Standard Chart of Accounts

In accounting, a standard chart of accounts is a numbered list of the accounts that comprise a company’s general ledger. The company chart of accounts is basically a filing system for categorizing all of a company’s accounts as well as classifying all transactions according to the accounts they affect. The chart of accounts list of categories may include the following:

(See the following chart of accounts example below).

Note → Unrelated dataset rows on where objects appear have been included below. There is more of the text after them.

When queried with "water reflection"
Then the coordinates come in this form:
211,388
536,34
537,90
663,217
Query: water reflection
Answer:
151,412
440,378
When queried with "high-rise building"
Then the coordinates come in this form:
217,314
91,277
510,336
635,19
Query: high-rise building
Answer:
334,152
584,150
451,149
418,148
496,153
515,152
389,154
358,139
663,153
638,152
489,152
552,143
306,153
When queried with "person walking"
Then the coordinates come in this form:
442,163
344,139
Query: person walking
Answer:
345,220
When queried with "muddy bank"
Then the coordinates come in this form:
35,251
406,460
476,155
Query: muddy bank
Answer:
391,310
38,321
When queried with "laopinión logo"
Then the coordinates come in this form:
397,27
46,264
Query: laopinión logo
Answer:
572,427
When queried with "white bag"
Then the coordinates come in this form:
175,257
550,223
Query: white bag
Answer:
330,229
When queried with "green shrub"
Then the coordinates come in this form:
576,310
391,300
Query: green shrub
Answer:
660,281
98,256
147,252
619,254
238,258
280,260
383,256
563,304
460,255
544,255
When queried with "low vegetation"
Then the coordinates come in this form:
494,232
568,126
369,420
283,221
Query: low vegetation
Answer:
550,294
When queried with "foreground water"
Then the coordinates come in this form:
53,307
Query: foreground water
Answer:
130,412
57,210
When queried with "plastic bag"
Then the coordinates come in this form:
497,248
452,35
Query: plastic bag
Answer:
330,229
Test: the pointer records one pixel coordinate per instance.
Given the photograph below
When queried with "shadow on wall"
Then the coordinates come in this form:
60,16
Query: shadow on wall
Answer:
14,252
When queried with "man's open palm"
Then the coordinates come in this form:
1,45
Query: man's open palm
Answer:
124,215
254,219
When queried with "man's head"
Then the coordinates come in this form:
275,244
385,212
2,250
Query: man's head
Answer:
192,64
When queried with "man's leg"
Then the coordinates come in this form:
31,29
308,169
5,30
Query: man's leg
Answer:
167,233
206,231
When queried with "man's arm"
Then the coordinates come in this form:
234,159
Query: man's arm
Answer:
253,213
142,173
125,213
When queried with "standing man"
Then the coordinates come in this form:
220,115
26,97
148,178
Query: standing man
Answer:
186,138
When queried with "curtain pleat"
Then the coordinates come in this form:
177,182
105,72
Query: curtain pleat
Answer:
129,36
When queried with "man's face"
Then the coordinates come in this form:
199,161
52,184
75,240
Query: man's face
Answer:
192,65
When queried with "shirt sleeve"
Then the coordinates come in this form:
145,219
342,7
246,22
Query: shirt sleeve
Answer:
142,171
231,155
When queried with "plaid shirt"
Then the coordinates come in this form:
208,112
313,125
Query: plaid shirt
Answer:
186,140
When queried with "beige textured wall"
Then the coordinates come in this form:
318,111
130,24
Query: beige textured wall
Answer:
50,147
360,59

The standard chart of accounts is also called the uniform chart of accounts. A chart of accounts template is used to prepare the basic chart of accounts for any subsidiary companies or related entities in order to make consolidation easier.

Furthermore, a standard chart of accounts is organized according to a numerical system. Thus, each major category will begin with a certain number, and then the sub-categories within that major category will all begin with the same number. For example, if assets are classified by numbers starting with the digit 1, then cash accounts might be labeled 101, accounts receivable might be labeled 102, inventory might be labeled 103, and so on. If liabilities accounts are classified by numbers starting with the digit 2, then accounts payable might be labeled 201, short-term debt might be labeled 202, and so on.

Number of Accounts Needed

Depending on the size of the company, the chart of accounts may include either few dozen accounts or a few thousand accounts. Depending on the sophistication of the company, the chart of accounts can be either paper-based or computer-based. In conclusion, the chart of account is useful for analyzing past transactions and using historic data to forecast future trends.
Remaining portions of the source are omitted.